1 Character Sets

The Tru64 UNIX operating system software supports the following character sets that are relevant to the Korean language:

KSC5636-1993

KSC5601-1992

Unicode

ISO/IEC 10646

1.1 KSC5636-1993

This character set was published on January 6, 1993 and was formerly called KSC5636-1989 (published on April 22, 1989). The character set is sometimes referred to as KS-Roman. KSC5636-1993 is the Korean analog to ASCII and ISO 646 with the exception of the ASCII backslash (0x5C), which is represented as a Won symbol under KSC5636.

1.2 KSC5601-1992

This basic Korean character set standard enumerates 8,224 characters, 4,888 of which are Hanja, and 2,350 of which are precombined Hangul. The Hanja and Hangul blocks are arranged phonetically. The standard name has recently been changed to KS X 1001:1992; however, the more well-known name, KSC, is used throughout this book. The character set is composed of the following:

Row 1: 94 symbols

Row 2: 69 abbreviations and symbols

Row 3: 94 full-width KSC5636-1993 characters

Row 4: 94 Hangul elements

Row 5: 68 lowercase and uppercase Roman numerals and lowercase and uppercase Greek alphabet

Row 6: 68 line-drawing elements

Row 7: 79 abbreviations

Row 8: 91 phonetic symbols, circled characters, and fractions

Row 9: 94 phonetic symbols, parenthesized characters, subscripts, and superscripts

Row 10: 83 Hiragana characters

Row 11: 86 Katakana characters

Row 12: 66 lowercase and uppercase Cyrillic (Russian) alphabet

Rows 16 through 40: 2,350 precombined Hangul (last is 40-94) characters

Rows 42 through 93: 4,888 Hanja (last is 93-94) characters

Rows 41 and 94 are designated for user-defined characters.

The KSC5601-1992 character set is similar to the obsolete KSC5601-1987 character set; however, KSC5601-1992 provides more material in annexes.

Note that there are 4,888 Hanja characters in the Hanja block (Rows 42 through 93), but not all characters are unique. The Hanja block is arranged phonetically and, in some cases, the same Hanja character has more than one application. In those cases, the Hanja is duplicated (sometimes more than once) in the same character set. There are 268 such cases of duplicate Hanja characters in KSC5601-1992, therefore it contains 4,620 unique Hanja characters.

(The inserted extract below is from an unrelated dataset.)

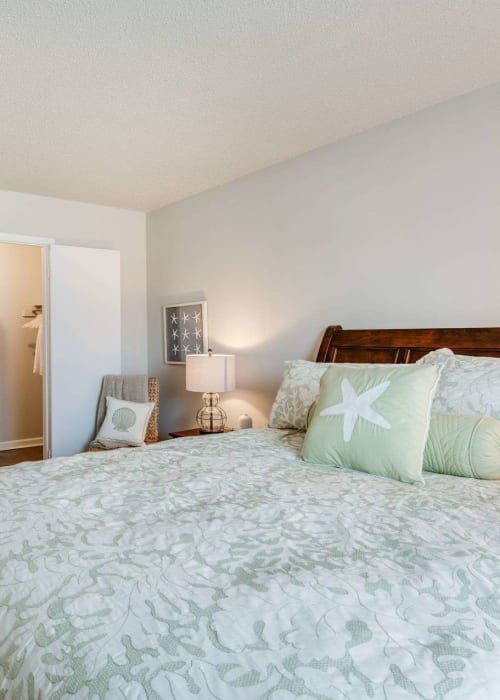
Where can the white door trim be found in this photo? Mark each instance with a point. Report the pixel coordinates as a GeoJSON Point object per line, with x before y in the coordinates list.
{"type": "Point", "coordinates": [25, 240]}
{"type": "Point", "coordinates": [45, 244]}
{"type": "Point", "coordinates": [21, 444]}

Korean Hangul characters are typically encoded in precombined form where 2 or 3 Hangul elements bound into a single character. The KSC5601-1992 character set enumerates 2,350 such precombined forms. While this number is sufficient for most purposes, it does not account for the total number of possible permutations. The encoding system that encodes all possible precombined Hangul characters is known as johab encoding (also known as "two-byte combination code" because the Korean word "johab" means "combine") and is described in Annex 3 of the KSC5601-1992 standard. This encoding is similar to encoding all possible three-letter words in English; while all combinations are possible, only a fraction represent real words.

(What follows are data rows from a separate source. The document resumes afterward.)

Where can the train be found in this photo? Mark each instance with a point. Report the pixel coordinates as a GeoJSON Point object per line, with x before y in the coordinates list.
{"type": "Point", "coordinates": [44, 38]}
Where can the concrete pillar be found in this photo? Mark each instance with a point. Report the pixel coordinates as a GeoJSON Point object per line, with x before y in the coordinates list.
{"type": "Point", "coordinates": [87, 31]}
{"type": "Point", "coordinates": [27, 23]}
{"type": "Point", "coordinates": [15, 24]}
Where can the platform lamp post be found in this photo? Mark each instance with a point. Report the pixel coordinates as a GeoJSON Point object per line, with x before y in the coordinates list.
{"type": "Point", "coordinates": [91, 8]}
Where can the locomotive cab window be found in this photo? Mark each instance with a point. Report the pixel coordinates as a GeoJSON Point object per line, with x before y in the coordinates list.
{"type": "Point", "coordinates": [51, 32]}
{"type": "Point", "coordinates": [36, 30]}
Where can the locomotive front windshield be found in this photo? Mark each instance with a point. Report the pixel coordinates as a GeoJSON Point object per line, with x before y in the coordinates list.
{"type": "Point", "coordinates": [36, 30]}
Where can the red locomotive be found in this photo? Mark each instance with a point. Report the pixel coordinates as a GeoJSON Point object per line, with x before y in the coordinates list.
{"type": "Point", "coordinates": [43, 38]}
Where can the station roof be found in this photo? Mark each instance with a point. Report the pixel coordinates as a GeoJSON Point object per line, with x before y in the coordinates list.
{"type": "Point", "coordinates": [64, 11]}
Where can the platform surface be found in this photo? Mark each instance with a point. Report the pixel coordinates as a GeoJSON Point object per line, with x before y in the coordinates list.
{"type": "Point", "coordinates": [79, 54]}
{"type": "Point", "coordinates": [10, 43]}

Precombined Hangul can be composed of 19 initial, 21 medial, and 27 final Hangul elements (28 characters, if you count the placeholder). This provides a maximum of 11,172 precombined Hangul characters. Of these 67 Hangul elements, 51 are unique (some can occur in different positions). Each of these positions are encoded using five bits each (five bits can encode up to 32 unique objects). The encoding array has the following characteristics:

Bit 1: always on

Bits 2-6: initial Hangul element

Bits 7-11: medial Hangul element

Bits 12-16: final Hangul element

The initial and final elements are consonants, and the medial elements are vowels. This encoding must be treated as a 16-bit entity because the bit array of the medial Hangul element spans the first and second byte.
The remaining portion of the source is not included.